Although we feel obliged to thank you for the work done, we believe that unfortunately no dialogue can be activated between us. The reason is that we are afraid that you probably don't have the right familiarity with the main themes of the manuscript, i.e. hydrophobic effect and the Mode-Coupling theory.

Reviewer 3 Report

Paper entitled “The hydrophobic effect studied by using interacting colloidal suspensions” coauthored by Francesco Mallamace, Giuseppe Mensitier, Martina Salzano de Lun  and Domenico Mallamace represents a photon correlation spectroscopy study of dendrimer colloids with OH terminal groups dissolved in D2O and methanol. The work was pointed to exploration of the hydrophobic effect versus hydrophilicity on temperature and the solute volume fraction. The interpretation of density correlation functions obtained from the intermediate scattering functions was based on the Mode Coupling Theory applied to models of hard-fully repulsive spheres and attractive colloids. The indications of the liquid-to-attractive glass transition were interpreted on different conditions of temperature, solvent (water/methanol) and solute volume fraction. It was shown that in some range of the volume fraction the dendrimer colloids with hydrophilic terminal groups in methanol undergo the glass transition like attractive hard spheres and above that concentration the glass transition is typical for repulsive colloids. This range of fraction gets wider at the decrease of temperature. One of the conclusions is the strong dependence of the hydrophobic effects on temperature which leads to attractive sphere behavior at lower temperatures, whereas spheres are repulsive at higher temperatures. That result is in agreement with the previous NMR studies but now the hydrophobic effect is studied as averaged on the scale of colloid particles.

   The paper looks like written in a hurry and requires corrections in respect to the English grammar. For example:

line 64: "could can"

line 120: "the s" the sum ?

line 135: structure ... depend ...

line 156: "...or the high tides on the beach to the ion channels in cell membranes"

line 166: "the HE and ... is qualitatively described"

line 260: "... large tile molecules..." ("... large tail molecules..."?)

etc.

   The dividing introduction into the two sections and figure 1 raises questions. Such a picture would be relevant for a paper in a popular journal such as the Scientific American.  

   More serious concern is about the main conclusions.
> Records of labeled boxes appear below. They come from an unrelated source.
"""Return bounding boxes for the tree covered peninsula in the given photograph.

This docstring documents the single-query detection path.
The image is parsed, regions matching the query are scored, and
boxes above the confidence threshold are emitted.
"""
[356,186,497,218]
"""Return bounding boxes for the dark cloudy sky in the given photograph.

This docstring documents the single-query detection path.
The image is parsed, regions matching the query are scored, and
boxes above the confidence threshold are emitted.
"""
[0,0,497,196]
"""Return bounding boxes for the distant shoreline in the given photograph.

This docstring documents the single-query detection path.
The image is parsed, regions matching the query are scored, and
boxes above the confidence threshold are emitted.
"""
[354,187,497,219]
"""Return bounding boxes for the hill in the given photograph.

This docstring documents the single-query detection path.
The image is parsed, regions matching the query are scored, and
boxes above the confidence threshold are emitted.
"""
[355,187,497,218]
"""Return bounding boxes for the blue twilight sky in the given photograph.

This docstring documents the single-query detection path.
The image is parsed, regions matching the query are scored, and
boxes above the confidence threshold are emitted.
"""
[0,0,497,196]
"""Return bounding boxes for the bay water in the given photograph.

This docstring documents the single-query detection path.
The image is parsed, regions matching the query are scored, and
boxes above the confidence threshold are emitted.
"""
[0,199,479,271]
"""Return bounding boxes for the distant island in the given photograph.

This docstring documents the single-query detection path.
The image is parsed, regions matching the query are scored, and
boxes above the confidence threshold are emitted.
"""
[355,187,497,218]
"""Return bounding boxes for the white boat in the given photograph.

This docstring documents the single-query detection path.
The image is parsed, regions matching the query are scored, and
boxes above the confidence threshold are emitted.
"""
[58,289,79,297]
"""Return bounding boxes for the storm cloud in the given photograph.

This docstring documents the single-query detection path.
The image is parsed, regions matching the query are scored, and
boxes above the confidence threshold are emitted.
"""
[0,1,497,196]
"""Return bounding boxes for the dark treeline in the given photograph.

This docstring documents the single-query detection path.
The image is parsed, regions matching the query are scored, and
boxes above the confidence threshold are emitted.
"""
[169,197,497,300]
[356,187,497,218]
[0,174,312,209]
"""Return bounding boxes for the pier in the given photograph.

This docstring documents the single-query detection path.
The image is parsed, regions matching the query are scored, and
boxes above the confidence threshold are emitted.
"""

The temperature dependence of the hydrophobic interactions is rather evident, as they originate from spatial arrangement of solvent molecules at the interface. There is nothing exciting in extension of this conclusion from molecular to nano-scale level: this conclusion is verified even on the macroscopic level (the dependence of the surface tension of liquids on temperature). The result of the study is rather methodology of applying the mode coupling theory to dendrimer colloids.

Author Response

First of all, we thank you for the work he has done and the proposed suggestions to improve the submitted paper; hence we have revised the manuscript in full accordance with the (minor) corrections requested.

In particular, we have eliminated Figure 1 and revised the English form.

Finally, as suggested, we have reconsidered the conclusions clarifying in detail what he underlined.

Round 2

Reviewer 2 Report

The authors did not intend to respond to my previous report, I therefore maintain my previous judgement and to recommend publication.

Author Response

Although we feel obliged to thank you for the work done, we believe that unfortunately no dialogue can be activated between us. The reason is that we are afraid that you probably don't have the right familiarity with the main themes of the manuscript, i.e. hydrophobic effect and the Mode-Coupling theory.